An example of the last-mentioned is an opinion given in November 1997 in response to the announcement in August 1997 by the Government of the Democratic People's Republic of Korea (known to most as North Korea), that it planned to denounce its ratification of the International Covenant on Civil and Political Rights. Noting that there is no provision in the treaty for such action and relying in part upon the Vienna Convention on the Law of Treaties, the Office concluded that such denunciation can only take effect if it is agreed to by all other states parties to the Covenant. Since this is inconceivable, the Office has arrived at a legal interpretation in relation to a relatively unploughed field which will effectively prevent denunciation.

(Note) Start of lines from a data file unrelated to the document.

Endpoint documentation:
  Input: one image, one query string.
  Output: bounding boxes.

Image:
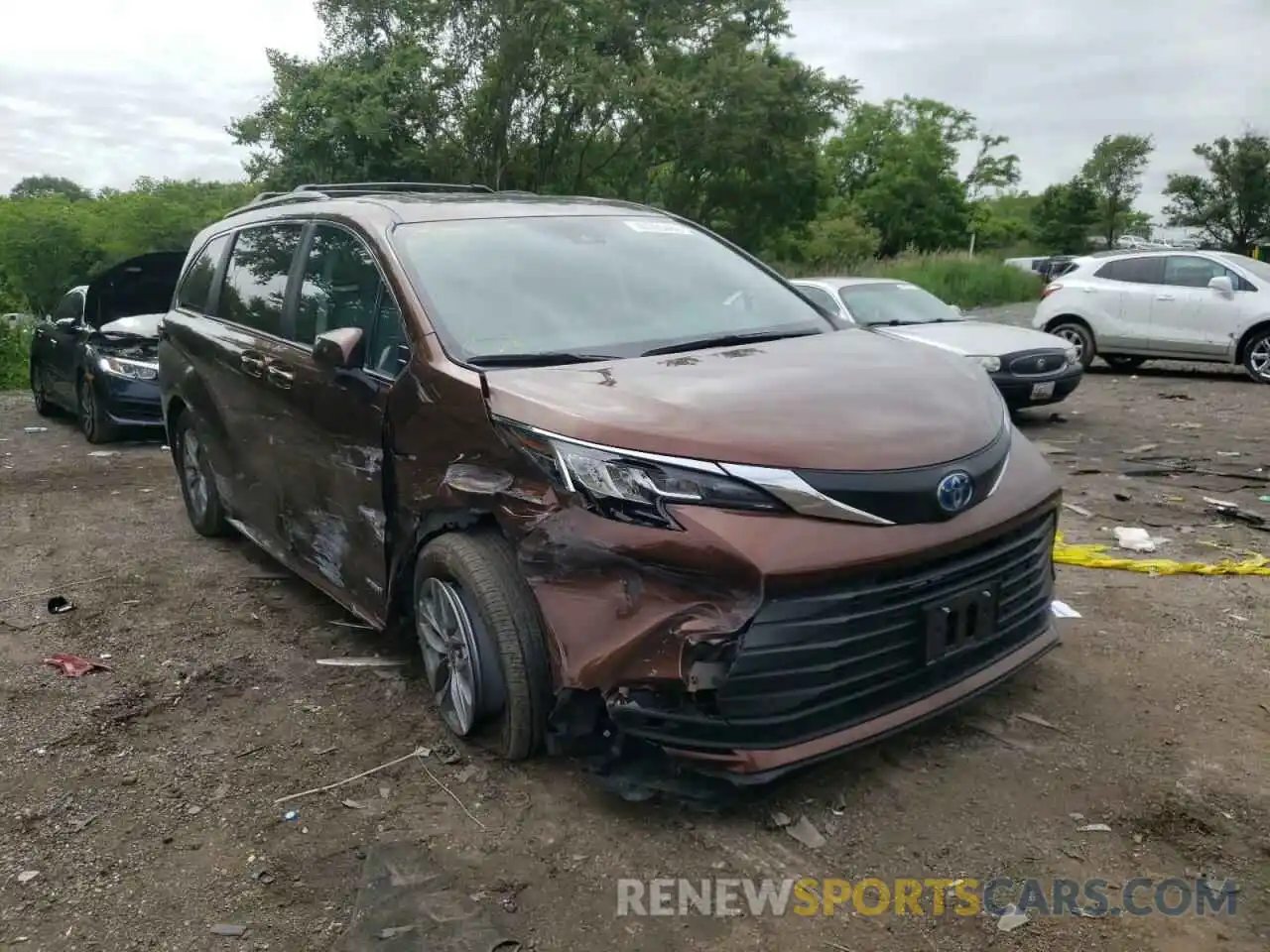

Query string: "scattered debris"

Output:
[785,816,828,849]
[318,654,410,667]
[45,654,114,678]
[49,595,75,615]
[273,748,428,815]
[997,902,1031,932]
[1049,598,1080,618]
[1114,526,1163,552]
[1015,712,1066,734]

Within the Organization as a whole, the Office has generally sought to protect its own prerogatives as the source of official legal opinions. Indeed, the many substantive, specialized units within the UN proper have never had their own Legal Advisers, at least not officially so designated. Thus, even UNICEF, UNCTAD, UNDP and other semi-autonomous agencies, have always relied exclusively upon the OLA. There would seem to be at least as many arguments against such centralization as there could be in favour of it. Much of Ramcharan's book provides testimony to the extent to which analyses written in a legal style, and presented in a form imitating legal advice, albeit not characterized as `legal opinions', can exercise considerable influence. This occurs in the identification of the issues, the manner of their presentation, the types of materials invoked to justify positions and the interpretations proffered. This collection demonstrates a considerable formalism in the argumentation, which would appeal to the average positivist.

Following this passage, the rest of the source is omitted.